In 2012, I got very sick after several mysterious bouts of bad health. It took nearly three more years to figure out what was wrong with me. Few problems showed up on my test results, so the doctors mostly shook their heads: Without measurable data, they couldn’t even say I had a disease. That is how modern medicine works; it relies on data, measurements, symptoms, all of which constellate into a specific “disease entity,” tightly codified and closely studied. To be ill these days is (typically) to have more certainty about the source of your suffering than humans have ever had before. Your sore throat is caused by streptococcal bacteria; the lump in your breast is benign; the pain in your foot is radiating from a fractured metatarsal. Because I had no answers, I sometimes wondered if the problem was all in my head. Perhaps I was depressed. Slowly, though, I came to accept what my body was making clear: I was sick, very sick, even if no one knew why. Without data, I had to make room for a reality that included my near-total lack of control. I might never get an answer about what was wrong. I might not emerge stronger. I might die. All at once, I had stepped off the path of progress, a deluded narrative to which I—like many a good student—had clung assiduously my whole life.
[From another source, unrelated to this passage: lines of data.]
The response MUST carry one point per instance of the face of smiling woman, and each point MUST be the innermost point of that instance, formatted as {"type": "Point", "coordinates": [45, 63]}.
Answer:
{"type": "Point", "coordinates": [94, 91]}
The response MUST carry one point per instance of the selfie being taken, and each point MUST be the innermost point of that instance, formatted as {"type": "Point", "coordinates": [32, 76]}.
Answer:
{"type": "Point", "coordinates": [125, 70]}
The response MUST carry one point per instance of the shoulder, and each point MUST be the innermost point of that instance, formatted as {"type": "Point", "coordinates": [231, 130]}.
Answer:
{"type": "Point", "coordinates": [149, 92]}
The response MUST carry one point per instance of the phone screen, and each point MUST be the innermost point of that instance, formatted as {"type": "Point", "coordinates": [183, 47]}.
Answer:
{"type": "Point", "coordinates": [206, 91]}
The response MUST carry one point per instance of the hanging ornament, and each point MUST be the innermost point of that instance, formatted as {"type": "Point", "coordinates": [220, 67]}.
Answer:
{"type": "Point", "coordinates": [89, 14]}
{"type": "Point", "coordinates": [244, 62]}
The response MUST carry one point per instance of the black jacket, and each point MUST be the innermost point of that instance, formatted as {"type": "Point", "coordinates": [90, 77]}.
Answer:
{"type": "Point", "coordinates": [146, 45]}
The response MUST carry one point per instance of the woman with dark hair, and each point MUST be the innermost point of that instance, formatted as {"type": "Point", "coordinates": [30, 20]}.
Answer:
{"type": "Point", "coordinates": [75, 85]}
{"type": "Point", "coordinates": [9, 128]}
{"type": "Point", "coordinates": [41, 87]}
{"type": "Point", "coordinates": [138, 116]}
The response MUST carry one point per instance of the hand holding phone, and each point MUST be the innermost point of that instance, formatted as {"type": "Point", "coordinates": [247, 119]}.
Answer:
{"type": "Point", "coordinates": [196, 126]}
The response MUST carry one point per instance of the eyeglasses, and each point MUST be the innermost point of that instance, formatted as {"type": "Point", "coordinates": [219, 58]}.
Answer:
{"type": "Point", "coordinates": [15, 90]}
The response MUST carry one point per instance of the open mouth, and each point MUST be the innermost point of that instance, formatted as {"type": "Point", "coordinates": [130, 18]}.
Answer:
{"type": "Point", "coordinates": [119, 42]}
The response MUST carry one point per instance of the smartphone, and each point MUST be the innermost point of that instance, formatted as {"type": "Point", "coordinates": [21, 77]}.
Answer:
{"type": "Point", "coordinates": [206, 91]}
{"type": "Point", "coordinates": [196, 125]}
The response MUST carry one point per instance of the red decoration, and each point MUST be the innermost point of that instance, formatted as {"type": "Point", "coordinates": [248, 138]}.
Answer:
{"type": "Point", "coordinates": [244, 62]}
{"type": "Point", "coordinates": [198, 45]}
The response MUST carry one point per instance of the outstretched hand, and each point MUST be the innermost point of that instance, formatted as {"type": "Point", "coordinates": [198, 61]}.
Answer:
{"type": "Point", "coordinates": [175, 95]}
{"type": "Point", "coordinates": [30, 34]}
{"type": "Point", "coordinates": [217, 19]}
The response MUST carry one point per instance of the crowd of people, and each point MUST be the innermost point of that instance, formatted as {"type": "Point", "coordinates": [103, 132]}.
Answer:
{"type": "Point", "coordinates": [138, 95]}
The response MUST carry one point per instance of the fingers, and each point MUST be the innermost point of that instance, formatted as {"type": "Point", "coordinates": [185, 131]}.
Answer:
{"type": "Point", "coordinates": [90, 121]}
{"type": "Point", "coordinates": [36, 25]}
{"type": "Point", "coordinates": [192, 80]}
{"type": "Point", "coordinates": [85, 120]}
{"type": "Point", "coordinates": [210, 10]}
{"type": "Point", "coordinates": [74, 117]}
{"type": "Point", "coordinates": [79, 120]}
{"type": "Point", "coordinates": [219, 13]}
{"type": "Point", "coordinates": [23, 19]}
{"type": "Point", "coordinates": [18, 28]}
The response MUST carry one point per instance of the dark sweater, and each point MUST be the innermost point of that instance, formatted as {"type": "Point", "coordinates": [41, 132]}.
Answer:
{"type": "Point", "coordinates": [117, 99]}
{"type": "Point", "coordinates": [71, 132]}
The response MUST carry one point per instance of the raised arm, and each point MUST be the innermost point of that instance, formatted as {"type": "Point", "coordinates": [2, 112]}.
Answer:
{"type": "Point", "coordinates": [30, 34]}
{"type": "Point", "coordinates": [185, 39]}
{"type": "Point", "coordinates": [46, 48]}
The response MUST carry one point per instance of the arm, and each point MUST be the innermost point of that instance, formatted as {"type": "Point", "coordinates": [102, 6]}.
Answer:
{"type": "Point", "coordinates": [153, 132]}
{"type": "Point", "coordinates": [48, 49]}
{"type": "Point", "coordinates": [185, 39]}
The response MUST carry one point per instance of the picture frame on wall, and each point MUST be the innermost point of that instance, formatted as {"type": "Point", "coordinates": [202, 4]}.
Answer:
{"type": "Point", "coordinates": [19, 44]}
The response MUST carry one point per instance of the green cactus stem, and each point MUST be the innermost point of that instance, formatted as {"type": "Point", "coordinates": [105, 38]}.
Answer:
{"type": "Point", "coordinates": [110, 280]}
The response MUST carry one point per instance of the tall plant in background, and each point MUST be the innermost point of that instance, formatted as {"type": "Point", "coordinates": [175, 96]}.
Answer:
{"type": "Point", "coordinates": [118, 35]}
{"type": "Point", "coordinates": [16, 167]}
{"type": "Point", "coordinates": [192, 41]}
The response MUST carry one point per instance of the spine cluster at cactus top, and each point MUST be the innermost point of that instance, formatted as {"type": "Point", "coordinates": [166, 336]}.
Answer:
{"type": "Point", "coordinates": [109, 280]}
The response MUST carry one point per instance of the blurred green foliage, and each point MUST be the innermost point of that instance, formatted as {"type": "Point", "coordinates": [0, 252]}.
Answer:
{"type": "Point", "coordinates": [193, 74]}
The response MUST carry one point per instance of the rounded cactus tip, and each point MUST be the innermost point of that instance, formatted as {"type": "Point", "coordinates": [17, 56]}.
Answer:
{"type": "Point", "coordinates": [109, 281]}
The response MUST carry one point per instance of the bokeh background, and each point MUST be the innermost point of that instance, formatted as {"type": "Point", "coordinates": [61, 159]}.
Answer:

Meghan O’Rourke: Lyme disease is baffling, even to experts
My life as a patient changed the day I reread a letter by the 19th-century poet John Keats. At the time of its writing, Keats had witnessed his mother die from tuberculosis, then a poorly understood disease with an unclear cause; soon his brother Tom and later he himself would die of the infection. In the letter, Keats—in his early 20s—tried to explain to his brothers the special quality that differentiated a great artist from a good one. “Negative capability,” as he termed it, is the quality “of being in uncertainties, mysteries, doubts, without any irritable reaching after fact and reason.”